Bandingkan dengan birokrasi kita? Sulit membangun kepatuhan atas dasar kepercayaan, karena rakyat sudah terlanjur kurang trust, sehingga cara terbaik untuk memperoleh kepatuhan adalah dengan ancaman. Hal ini yang terjadi pada Indonesia di era orde baru, dimana struktur kepatuhan dibangun atas dasar ancaman. Rakyat patuh karena mereka takut bukan karena percaya. Demikian pula yang terjadi di timur tengah selama berpuluh-puluh tahun. Para penguasa tiran menjadikan militer dan kepolisian sebagai alat untuk menindas dan menakut-nakuti rakyatnya. Mereka tidak segan menyiksa bahkan membunuh rakyatnya yang tidak patuh. Rakyat benar-benar dibuat ketakutan.
Cara berkuasa seperti ini sesungguhnya bukanlah hal yang baru. Alqur`an telah menceritakan kisah tentang firaun dengan kekejamannya. tapi apa yang terjadi dengan cara berkuasa yang seperti ini? sejarah mencatat bahkan hari-hari ini kita menjadi saksi sejarah bahwa pemimpin yang membangun struktur kepatuhan dengan ancaman akan terguling dengan penuh kehinaan. Ketika rakyat memiliki keberanian, ketika rakyat memiliki energi baru untuk melakukan perlawanan, maka kedahsyatannya akan menggilas rezim tiran.
Di Indonesia, meski telah terjadi reformasi, namun sampai hari ini pun kita masih menyaksikan betapa banyak organisasi yang membangun struktur kepatuhan berdasarkan ancaman. Dalam organisasi bisnis misalnya, kita menemukan banyak manajer-manajer yang berusaha menakut-nakuti bawahannya hanya agar perintahnya didengar dan diikuti. Disekolah, kepala sekolah menakut-nakuti gurunya dan guru menakut-nakuti muridnya hanya demi mendapatkan kepatuhan.

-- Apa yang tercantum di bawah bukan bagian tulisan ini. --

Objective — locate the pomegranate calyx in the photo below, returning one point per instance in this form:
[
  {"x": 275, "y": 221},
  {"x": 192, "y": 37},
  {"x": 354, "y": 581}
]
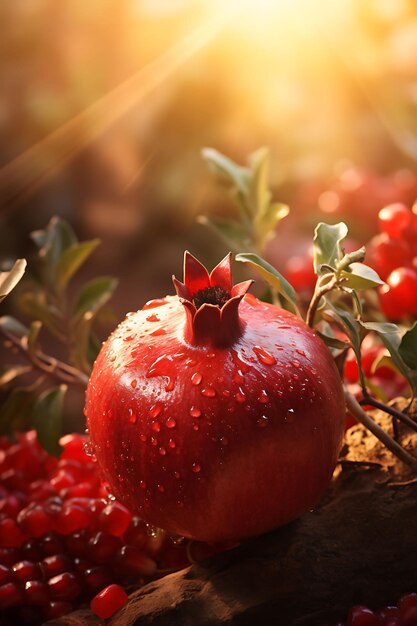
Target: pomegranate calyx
[{"x": 211, "y": 302}]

Dalam organisasi politik, hal ini juga mudah kita jumpai. Para pemimpin politik seringkali menggunakan ancaman pemecatan kepada kader-kadernya yang tidak patuh pada pimpinan. Kader dipecat bukan karena melakukan kesalahan, tapi karena dianggap tidak memiliki “kepatuhan”, sementara mereka yang “patuh” akan tetap dipertahankan meski memiliki kesalahan fatal yang bertentangan dengan prinsip-prinsip kepartaian yang telah ditetapkan. Dalam koalisi politik nasional, partai berkuasa merasa punya kuasa menentukan segala dimana partai-partai lain yang sesama anggota dipaksa mematuhinya dengan ancaman pemecatan dari koalisi digusurnya kursi menteri.
Membangun struktur kepatuhan dengan model ancaman yang seperti ini sesungguhnya hanya afektif bagi kelompok tertentu yang tidak memiliki cukup pengetahuan atas apa yang terjadi, atau bagi mereka yang tidak memiliki keberanian untuk bersikap mandiri, atau bagi mereka yang merasa tidak memiliki alternatif pilihan organisasi. Tapi bagi pribadi-pribadi yang teguh memegang prinsip diatas pengetahuan yang jelas akan kebenaran yang dipegang, ancaman hanya akan dianggapnya sebagai ujian dalam perjuangan yang tidak akan menggoyahkan sikapnya pada kebenaran yang dipegang.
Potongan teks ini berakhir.